A piece of good news is despite high rainfall and river flows the fecal coliform levels on the days we tested were low both in April and May. This is good for recreation on the river so please check out our June 9 and 10 canoe/kayak trips on the website or our Facebook page

April Monitoring Results Available

The TRWA monitoring team sampled all 20 monitoring sites in April!  The team did a great job in its first outing of the 2018 sampling season braving cold weather and high river flows.

Extreme weather is the hallmark of climate change and we have seen wet winters and springs with more intense storms for at least the last three years.  On the flip side we have seen hotter dryer summers with droughts.

Our April data indicated high nitrate levels at a number of locations even though dilution of WWTP effluent is at its highest now with rivers near flood stage.  If this year follows the pattern of 2016 and 2017 nitrate target violations will likely again be substantial from July through November peaking from August to October critical months for aquatic life in both the river and estuary.

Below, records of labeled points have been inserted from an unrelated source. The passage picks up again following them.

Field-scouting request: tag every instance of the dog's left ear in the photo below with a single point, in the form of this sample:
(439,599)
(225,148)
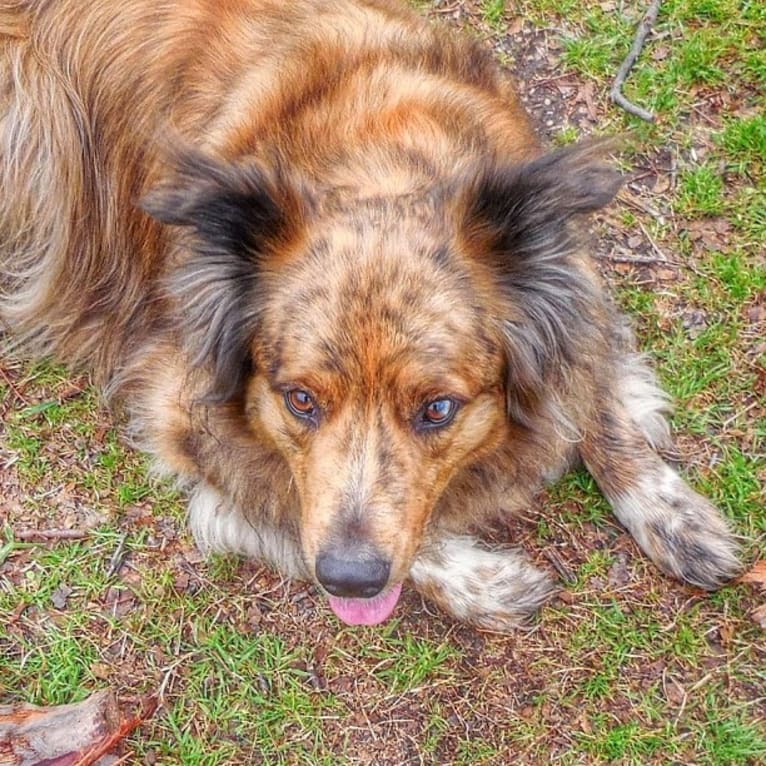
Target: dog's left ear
(234,215)
(522,220)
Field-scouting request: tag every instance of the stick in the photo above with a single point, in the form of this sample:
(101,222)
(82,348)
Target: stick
(622,73)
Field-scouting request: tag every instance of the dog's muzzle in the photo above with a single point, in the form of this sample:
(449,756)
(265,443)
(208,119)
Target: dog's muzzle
(358,577)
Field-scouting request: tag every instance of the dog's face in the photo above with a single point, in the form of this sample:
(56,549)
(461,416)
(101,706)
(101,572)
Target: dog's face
(378,374)
(381,344)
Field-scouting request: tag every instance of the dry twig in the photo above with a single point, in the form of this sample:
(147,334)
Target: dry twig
(622,73)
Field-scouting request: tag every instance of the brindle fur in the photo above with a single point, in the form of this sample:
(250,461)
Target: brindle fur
(206,202)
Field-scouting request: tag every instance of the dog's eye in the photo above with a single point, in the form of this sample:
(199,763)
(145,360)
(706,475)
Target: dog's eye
(300,403)
(438,413)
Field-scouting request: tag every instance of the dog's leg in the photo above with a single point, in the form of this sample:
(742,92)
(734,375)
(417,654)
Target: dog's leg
(492,589)
(219,527)
(681,531)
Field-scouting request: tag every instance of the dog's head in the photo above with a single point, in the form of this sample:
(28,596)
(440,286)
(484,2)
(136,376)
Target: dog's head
(382,344)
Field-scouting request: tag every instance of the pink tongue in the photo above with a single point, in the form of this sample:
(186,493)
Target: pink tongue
(366,611)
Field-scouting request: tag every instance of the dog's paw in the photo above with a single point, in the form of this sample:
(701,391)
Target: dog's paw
(219,527)
(681,531)
(495,590)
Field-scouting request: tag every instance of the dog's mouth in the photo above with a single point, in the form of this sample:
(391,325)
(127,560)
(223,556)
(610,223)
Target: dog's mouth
(366,611)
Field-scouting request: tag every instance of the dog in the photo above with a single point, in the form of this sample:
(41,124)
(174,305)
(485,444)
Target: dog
(316,254)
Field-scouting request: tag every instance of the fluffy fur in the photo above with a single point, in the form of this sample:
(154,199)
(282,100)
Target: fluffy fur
(316,252)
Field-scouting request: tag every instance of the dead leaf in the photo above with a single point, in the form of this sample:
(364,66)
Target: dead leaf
(120,601)
(757,574)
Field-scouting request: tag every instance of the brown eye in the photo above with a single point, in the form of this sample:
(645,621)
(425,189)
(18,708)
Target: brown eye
(438,413)
(300,403)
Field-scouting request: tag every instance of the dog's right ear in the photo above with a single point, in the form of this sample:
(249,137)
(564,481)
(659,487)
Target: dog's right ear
(234,214)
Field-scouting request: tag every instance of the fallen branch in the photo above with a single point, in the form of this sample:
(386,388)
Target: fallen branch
(83,734)
(125,729)
(30,735)
(622,73)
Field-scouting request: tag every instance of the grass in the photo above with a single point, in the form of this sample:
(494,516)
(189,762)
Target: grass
(626,667)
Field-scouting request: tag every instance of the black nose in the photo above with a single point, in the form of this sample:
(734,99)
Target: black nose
(352,577)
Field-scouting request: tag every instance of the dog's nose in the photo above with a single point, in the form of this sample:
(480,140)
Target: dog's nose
(352,577)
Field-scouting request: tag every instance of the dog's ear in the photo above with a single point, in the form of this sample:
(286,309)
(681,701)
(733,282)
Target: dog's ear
(522,221)
(234,215)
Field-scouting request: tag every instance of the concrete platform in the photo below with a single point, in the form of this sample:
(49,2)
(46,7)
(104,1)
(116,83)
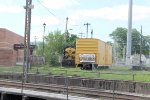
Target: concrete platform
(40,95)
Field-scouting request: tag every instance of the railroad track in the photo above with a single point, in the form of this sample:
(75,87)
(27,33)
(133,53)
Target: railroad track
(76,90)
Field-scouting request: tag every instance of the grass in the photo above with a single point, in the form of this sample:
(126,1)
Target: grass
(114,73)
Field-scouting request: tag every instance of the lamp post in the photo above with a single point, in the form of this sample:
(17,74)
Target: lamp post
(43,36)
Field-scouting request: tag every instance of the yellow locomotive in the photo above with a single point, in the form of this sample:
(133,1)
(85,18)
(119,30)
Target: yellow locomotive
(69,57)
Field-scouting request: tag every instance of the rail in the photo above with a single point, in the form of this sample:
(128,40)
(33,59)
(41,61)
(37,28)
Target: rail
(76,90)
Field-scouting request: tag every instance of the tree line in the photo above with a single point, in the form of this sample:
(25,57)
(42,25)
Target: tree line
(56,42)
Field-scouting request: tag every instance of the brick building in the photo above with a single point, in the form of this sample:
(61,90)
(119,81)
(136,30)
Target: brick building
(9,56)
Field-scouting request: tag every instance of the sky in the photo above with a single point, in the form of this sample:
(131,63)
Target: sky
(104,16)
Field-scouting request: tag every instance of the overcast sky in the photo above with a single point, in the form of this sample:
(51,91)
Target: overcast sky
(103,15)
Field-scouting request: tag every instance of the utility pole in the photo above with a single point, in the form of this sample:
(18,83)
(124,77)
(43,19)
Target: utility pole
(129,34)
(87,24)
(35,38)
(81,34)
(141,46)
(26,63)
(66,30)
(92,33)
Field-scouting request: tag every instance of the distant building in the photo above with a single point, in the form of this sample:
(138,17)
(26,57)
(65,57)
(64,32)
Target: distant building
(9,56)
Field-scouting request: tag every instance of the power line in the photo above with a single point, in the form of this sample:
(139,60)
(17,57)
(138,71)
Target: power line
(46,8)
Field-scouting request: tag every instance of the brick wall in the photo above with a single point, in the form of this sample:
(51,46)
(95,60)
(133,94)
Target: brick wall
(8,55)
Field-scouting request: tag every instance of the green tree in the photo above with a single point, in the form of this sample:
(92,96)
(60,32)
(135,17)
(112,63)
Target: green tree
(119,35)
(54,46)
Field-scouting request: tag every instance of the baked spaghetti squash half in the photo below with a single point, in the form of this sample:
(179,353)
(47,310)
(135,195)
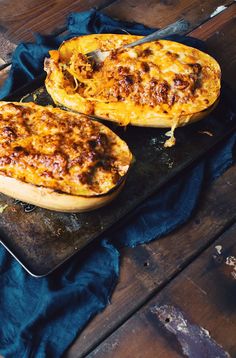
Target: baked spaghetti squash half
(157,84)
(59,160)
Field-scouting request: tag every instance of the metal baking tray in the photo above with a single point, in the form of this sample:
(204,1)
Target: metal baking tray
(41,240)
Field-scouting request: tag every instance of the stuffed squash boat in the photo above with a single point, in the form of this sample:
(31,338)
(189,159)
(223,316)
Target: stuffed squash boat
(157,84)
(59,160)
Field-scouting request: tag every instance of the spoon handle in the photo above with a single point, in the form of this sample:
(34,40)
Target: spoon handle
(179,27)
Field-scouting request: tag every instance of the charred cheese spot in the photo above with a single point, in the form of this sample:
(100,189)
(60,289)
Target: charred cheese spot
(60,150)
(158,79)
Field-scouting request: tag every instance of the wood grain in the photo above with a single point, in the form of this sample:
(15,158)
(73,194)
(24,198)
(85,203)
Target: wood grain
(21,18)
(161,13)
(145,269)
(220,36)
(204,294)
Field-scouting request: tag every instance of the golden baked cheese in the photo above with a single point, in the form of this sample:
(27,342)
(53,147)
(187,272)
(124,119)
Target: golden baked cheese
(157,84)
(61,151)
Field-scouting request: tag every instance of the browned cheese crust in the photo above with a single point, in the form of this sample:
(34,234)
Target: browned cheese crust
(56,149)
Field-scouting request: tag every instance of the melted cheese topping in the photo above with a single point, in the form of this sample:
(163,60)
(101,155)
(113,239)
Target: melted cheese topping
(60,150)
(162,79)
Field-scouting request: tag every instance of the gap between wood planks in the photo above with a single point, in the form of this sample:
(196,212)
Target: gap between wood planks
(188,262)
(209,285)
(7,47)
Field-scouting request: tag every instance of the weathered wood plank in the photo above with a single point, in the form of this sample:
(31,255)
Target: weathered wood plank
(203,295)
(220,36)
(21,18)
(161,13)
(146,268)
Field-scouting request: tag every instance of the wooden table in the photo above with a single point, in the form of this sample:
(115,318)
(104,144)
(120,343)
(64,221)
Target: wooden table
(186,280)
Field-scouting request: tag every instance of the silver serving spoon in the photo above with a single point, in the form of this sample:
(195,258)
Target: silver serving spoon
(179,27)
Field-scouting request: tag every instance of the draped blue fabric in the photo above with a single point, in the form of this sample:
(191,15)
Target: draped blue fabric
(41,317)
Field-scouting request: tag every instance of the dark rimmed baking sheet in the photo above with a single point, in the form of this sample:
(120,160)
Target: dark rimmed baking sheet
(42,240)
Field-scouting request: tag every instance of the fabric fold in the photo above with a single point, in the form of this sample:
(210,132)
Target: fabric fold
(41,317)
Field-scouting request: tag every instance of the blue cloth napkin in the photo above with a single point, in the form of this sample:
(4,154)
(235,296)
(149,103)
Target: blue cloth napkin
(41,317)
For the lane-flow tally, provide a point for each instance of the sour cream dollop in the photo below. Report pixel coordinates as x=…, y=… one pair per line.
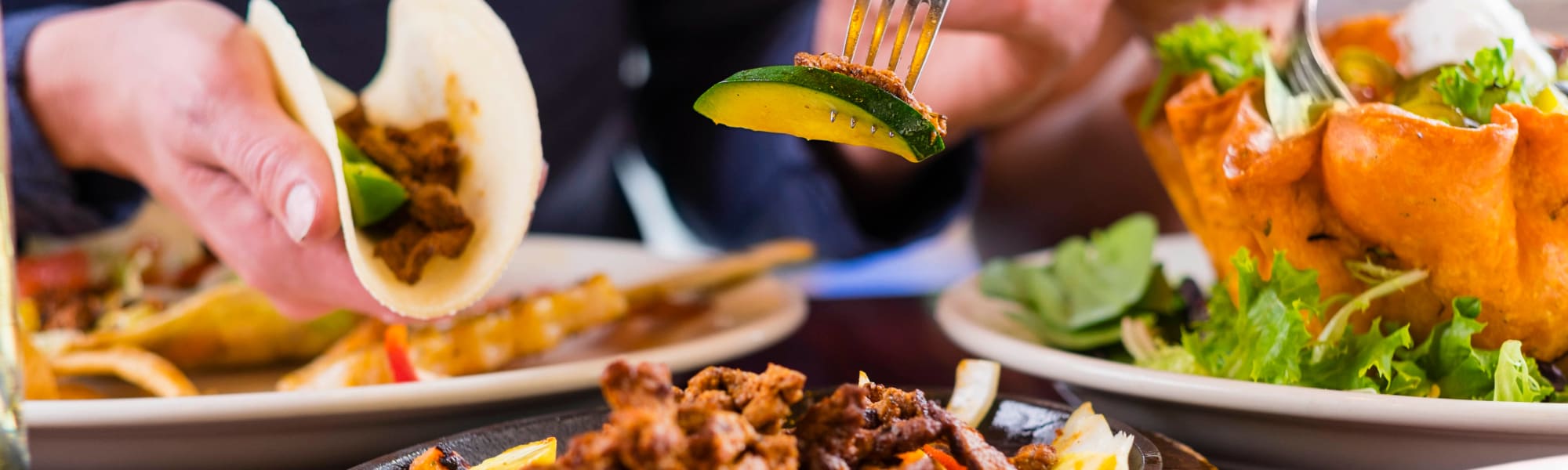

Fortunately the watershed’s WWTPs are on compliance schedules to reduce nitrogen levels except Somerset (9+ years overdue) and Fall River (12+ years overdue).  We hope EPA and MassDEP will reissue these remaining long overdue permits soon.  We are also hopeful that municipalities and developers will do a better job addressing nutrients from stormwater discharges in the future.